« Il faut penser grand pour jouer comme un grand », a déclaré l’Ottavienne Gabriela Dabrowski.

Dabrowski veut un autre titre du Grand Chelem

Une dernière compétition attend Gabriela Dabrowski avant d’attaquer les Internationaux d’Australie où elle s’avère la championne en titre en double mixte.

La joueuse de tennis d’Ottawa participe au tournoi WTA de Sydney où elle est la première favorite en double féminin avec sa partenaire chinoise Xu Yifan. La paire disputait un premier match tard lundi.

«J’ai été malade depuis une semaine maintenant... Mais à part ça, tout va bien, assurait Dabrowski via avant cette première partie.

«J’ai connu un excellent camp d’entraînement à Saddlebrook Sports Performance durant la saison morte en Floride», ajoute la droitière âgée de 26 ans.

Même affaiblie, elle a atteint la demi-finale du tournoi de Brisbane la semaine dernière aux côtés d’Yifan, s’inclinant au bris d’égalité de la troisième manche.

«C’était tout un match. Nous avons joué du tennis agressif. Malheureusement, tu vas perdre parfois même si tu joues très bien. Mais cette défaite va peut-être nous permettre de voir quelles ont été nos petites erreurs.»

Surtout que Dabrowski voit encore plus grand en 2019 après la dernière année marquée de succès.

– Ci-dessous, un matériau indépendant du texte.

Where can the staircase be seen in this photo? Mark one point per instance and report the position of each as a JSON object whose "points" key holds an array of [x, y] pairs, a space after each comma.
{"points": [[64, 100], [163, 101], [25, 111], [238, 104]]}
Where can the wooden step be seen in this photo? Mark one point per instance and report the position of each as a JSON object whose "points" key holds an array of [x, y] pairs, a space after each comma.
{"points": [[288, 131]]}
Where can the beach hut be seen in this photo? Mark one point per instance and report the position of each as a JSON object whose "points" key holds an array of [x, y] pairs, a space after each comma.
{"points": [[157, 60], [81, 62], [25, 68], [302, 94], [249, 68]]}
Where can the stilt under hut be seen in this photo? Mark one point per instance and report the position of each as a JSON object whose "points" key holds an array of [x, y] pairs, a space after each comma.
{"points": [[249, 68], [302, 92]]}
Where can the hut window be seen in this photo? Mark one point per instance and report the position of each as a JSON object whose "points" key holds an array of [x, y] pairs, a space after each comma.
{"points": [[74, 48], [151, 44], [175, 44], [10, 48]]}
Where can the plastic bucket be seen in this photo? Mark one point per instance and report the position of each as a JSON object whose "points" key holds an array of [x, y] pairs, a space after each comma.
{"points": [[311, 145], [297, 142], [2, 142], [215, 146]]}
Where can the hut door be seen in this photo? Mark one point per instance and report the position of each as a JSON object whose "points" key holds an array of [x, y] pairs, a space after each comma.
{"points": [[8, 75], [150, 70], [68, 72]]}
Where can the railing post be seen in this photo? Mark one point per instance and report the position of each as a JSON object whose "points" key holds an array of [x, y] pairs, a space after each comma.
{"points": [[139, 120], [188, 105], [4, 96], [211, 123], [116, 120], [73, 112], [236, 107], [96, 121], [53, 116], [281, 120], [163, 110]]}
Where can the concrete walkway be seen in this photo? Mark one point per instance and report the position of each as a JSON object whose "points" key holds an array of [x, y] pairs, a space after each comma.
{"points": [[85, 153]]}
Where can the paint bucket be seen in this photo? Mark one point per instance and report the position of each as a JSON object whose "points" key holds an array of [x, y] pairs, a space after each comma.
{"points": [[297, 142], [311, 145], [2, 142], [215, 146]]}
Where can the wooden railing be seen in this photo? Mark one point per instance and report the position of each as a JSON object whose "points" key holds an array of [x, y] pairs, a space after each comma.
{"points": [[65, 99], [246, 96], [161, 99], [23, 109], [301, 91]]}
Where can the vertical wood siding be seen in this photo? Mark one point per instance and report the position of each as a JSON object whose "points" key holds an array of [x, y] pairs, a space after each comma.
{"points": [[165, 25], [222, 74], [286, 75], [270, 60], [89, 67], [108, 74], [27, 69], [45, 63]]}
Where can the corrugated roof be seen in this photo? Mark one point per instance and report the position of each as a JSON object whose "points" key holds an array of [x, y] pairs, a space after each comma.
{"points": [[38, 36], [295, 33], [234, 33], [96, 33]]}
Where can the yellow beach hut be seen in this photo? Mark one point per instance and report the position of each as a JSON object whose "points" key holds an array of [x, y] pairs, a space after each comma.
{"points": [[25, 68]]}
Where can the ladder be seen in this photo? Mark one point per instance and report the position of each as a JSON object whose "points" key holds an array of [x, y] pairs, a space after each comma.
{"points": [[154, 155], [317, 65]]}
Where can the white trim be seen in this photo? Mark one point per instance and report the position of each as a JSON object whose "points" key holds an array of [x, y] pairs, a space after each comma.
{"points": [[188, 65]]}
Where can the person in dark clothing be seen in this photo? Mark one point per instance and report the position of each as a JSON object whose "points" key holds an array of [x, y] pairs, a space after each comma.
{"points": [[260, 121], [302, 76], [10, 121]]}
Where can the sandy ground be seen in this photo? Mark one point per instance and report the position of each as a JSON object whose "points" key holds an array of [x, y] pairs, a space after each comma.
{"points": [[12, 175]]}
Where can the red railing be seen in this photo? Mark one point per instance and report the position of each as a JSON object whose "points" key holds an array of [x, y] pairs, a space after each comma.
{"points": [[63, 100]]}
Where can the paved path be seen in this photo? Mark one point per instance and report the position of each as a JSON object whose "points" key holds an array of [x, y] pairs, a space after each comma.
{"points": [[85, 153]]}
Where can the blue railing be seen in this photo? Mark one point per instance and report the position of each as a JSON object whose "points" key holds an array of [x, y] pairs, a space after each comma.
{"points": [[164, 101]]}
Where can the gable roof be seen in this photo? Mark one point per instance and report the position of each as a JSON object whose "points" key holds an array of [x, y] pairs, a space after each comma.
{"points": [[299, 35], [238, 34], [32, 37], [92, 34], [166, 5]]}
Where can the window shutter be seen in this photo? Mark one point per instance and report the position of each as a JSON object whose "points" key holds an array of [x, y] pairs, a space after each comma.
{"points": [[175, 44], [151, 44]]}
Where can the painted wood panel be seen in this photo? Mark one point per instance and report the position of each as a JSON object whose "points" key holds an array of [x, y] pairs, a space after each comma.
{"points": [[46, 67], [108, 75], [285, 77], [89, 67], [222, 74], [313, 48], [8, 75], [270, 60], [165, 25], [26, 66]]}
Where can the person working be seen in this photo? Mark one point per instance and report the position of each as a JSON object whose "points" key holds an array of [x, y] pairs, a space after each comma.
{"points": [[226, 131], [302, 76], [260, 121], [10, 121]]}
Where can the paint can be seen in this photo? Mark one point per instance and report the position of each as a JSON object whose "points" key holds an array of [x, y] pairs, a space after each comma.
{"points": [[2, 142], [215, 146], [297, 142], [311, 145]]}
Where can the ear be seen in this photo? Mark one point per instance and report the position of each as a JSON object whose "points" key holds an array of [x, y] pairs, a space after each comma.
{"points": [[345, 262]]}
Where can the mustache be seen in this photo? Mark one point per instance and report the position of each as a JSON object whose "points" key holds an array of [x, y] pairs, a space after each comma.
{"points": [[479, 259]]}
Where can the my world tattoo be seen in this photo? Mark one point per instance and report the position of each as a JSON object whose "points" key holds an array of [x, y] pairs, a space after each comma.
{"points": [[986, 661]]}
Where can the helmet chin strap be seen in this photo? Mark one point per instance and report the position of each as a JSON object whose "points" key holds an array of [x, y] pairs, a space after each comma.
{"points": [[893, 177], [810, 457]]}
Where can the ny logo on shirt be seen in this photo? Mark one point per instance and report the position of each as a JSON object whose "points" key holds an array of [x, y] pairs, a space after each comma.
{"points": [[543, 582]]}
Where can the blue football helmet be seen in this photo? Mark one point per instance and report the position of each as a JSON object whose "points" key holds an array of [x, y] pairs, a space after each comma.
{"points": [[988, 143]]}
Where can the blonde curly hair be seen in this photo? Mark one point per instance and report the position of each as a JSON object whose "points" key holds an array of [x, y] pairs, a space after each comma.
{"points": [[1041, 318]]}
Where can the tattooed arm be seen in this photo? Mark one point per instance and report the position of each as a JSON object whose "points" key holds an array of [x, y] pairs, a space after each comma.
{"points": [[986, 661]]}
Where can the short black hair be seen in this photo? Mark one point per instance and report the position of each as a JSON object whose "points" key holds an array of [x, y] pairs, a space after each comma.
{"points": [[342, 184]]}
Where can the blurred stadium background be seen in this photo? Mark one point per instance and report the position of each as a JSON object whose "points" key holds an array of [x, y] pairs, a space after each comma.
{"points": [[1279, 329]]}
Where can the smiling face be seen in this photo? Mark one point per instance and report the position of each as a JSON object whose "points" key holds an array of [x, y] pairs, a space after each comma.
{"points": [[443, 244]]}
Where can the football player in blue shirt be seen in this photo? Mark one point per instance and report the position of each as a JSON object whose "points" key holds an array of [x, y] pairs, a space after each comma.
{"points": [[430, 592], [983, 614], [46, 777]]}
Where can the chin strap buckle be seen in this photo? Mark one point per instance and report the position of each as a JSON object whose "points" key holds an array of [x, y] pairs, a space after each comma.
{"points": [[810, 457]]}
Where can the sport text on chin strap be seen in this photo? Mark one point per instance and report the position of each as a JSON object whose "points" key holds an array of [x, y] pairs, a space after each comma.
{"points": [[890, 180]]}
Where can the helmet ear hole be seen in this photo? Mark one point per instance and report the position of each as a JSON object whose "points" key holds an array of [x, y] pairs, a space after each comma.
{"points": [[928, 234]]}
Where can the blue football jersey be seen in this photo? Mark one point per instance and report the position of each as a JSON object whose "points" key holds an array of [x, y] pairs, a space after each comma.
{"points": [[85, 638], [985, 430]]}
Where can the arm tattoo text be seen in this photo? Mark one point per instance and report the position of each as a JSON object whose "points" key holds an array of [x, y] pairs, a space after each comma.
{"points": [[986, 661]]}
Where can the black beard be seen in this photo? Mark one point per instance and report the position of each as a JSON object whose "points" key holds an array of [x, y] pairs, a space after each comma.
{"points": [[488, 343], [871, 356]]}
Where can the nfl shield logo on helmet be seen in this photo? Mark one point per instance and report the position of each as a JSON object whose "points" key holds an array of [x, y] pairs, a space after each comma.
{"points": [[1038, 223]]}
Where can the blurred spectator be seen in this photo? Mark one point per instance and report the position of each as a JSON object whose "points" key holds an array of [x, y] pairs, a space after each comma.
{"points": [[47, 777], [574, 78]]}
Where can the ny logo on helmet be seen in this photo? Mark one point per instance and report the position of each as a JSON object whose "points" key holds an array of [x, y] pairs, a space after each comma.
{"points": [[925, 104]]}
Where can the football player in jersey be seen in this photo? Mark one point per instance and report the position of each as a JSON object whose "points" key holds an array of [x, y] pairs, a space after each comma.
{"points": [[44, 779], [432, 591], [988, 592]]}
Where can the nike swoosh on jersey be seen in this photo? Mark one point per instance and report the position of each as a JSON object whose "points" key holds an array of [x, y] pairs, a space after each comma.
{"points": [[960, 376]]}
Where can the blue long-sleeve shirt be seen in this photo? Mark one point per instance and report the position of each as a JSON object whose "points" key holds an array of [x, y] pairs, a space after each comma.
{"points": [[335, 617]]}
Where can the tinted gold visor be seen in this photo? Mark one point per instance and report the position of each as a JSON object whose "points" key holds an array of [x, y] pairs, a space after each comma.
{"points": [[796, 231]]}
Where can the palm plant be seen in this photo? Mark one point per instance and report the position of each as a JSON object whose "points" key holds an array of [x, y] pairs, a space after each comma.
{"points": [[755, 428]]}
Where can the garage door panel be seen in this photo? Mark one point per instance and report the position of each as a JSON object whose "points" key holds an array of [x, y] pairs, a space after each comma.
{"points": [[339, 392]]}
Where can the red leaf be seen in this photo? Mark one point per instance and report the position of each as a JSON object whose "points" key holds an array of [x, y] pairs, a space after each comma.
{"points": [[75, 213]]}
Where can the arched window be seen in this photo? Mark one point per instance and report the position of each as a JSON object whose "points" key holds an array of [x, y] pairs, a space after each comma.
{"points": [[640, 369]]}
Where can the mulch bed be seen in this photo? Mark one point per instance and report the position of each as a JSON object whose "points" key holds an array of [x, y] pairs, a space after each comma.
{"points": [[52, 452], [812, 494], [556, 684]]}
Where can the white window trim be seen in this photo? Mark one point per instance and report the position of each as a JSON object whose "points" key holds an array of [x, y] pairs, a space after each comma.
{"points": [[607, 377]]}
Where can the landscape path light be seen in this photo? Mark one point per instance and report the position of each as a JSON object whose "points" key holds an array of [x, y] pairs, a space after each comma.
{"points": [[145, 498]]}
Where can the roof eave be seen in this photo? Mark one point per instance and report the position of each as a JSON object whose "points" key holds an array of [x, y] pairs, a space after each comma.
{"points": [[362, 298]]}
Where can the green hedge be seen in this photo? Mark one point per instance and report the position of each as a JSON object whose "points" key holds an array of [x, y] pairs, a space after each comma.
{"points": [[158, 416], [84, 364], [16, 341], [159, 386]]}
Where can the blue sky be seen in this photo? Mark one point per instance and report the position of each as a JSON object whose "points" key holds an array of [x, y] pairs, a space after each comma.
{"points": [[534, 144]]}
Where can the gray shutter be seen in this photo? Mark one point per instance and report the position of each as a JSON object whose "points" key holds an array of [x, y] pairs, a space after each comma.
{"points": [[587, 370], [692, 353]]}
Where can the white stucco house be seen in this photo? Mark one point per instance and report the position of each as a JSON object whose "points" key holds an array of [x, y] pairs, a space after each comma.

Elle a atteint la finale d’une étape du Grand Chelem à deux reprises en double mixte avec le Croate Mate Pavic, gagnant à Melbourne puis s’inclinant à Roland-Garros.

«J’aimerais bâtir sur ses succès. Puis ma partenaire Xu Yifan et moi, nous aimerions bien gagner un titre du Grand Chelem en double féminin. C’est un objectif ambitieux, mais il faut penser grand pour jouer comme un grand.»

Yifan et elle ont gagné trois tournois de la WTA depuis deux ans. Elles ont aussi atteint la demi-finale à Wimbledon.

Top-10 mondial

À un certain moment en 2018, Dabrowski s’est retrouvée au huitième rang du classement mondial en double. Elle était devenue seulement la quatrième Canadienne à percer le top-10 après Eugenie Bouchard, Carling Bassett-Seguso et Jill Hetherington.

Bouchard (5e) et Bassett-Seguso (8e) ont réussi l’exploit en simple tandis que Hetherington figurait parmi les meilleures en double.

«Je retiens plusieurs bons souvenirs de la dernière saison. Je me rappelle de Wimbledon en tant que la meilleure leçon puisque c’est le plus près que nous avons passé d’un titre du Grand Chelem.

«Un de mes moments favoris a été définitivement de gagner le double mixte aux Internationaux d’Australie. Mate et moi, nous avions disputé du très bon tennis pour atteindre la finale.»

Parlons justement de ces Internationaux d’Australie où Pavic et elle tenteront de défendre leur titre du 14 au 26 janvier.

«Je ne pense pas qu’il soit nécessairement utile de penser à ‘défendre un titre’. C’est un terme utilisé par les médias pour attirer l’attention sur un certain joueur ou un match, mais ce n’est pas un état d’esprit utile à avoir, a fait valoir Gabriela Dabrowski.

«Je ne suis pas trop préoccupée par ce qui s’est passé l’année dernière en matière de résultats. Je préfère me concentrer sur l’amélioration de mon jeu un peu dans chaque match et chaque entraînement. Et si j’ai fait un bon travail, les résultats suivront.»

Une fois le tournoi du Grand Chelem terminé à Melbourne, Dabrowski ne sait pas trop ce qui l’attendra pour les deux semaines suivantes. Ses prochains tournois à son horaire sont au Qatar, et aux Émirats arabes unis, en février.